[whatwg] Web Applications 1.0 and Menu Labels
Matthew Paul Thomas
mpt at myrealbox.com
Thu Aug 9 18:37:01 PDT 2007
On Aug 7, 2007, at 9:10 AM, Ian Hickson wrote:
> On Mon, 22 Nov 2004, Matthew Thomas wrote:
>> Given that, I approve of giving menus and submenus a "disabled"
>> attribute that would make all their descendant items unavailable
>> without forgetting the erstwhile availability of individual
>> descendant items. This attribute would relieve applications from
>> having to remember the particular subset of descendant items that
>> were previously available, during those occasions when they are all
>> temporarily being made unavailable (for example, a "Format" menu
>> while focus is temporarily in a plain-text field secondary to the
>> main rich-text area).
> The idea of the current mechanism, though, is that you can have those
> same menu items also be a toolbar elsewhere (say), so you'd want to
> disable the buttons anyway.

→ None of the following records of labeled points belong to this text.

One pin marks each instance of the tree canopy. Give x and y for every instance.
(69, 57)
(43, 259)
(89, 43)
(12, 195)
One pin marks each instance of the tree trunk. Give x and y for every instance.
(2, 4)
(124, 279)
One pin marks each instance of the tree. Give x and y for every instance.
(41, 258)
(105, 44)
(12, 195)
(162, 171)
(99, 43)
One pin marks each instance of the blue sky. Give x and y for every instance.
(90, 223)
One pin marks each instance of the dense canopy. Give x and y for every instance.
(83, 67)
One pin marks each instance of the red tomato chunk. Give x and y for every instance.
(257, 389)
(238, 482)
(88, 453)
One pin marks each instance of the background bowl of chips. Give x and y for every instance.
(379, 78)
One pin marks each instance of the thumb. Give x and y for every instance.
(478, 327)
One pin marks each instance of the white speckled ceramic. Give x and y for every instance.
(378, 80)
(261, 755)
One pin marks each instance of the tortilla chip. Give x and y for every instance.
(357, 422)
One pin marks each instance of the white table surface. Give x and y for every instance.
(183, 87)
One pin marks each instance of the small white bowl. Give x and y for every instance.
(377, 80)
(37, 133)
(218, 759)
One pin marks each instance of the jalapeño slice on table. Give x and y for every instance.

Wouldn't it be better to have the menus
> automatically disable submenu titles when appropriate?
It would be good for UAs to dim menu/submenu titles whenever all their
items are disabled, if that's the platform UI convention (and perhaps
even if it isn't). However, that's orthogonal to my suggestion.
I'm suggesting that since it is common for entire menus -- or toolbars
-- to be temporarily irrelevant, such as when focus is in a field or
pane where they do not apply, there should be a disabled= attribute for
disabling an entire <menu>. When this attribute is present, all the
<menu>'s items should be disabled, regardless of their individual
disabled= attributes; when the <menu>'s disabled= attribute is removed,
the disabled= attributes of the individual items should retake effect.
This would save authors a lot of work that they might otherwise not
bother with, thereby making their interfaces more responsive.
I do not think "but the menu items might be duplicated in a toolbar" is
a strong counterargument. If the temporarily-irrelevant items are a
subset of the items a toolbar, then yes, they will need disabling
individually. But often it will be the entire toolbar that needs
disabling, or the menu will not have equivalent items in a toolbar, or
-- even more common in Web apps -- the toolbar will not have equivalent
items in a menu.
> (Note that the Mac OS X guidelines seem to no longer have the quote you
> give above.)
Yes, they now say the opposite! I think that's a mistake, but in any
case, that doesn't affect my suggestion. It would still be useful to
make an entire menu disabled even if the platform UI convention is for
disabled menu titles to look enabled.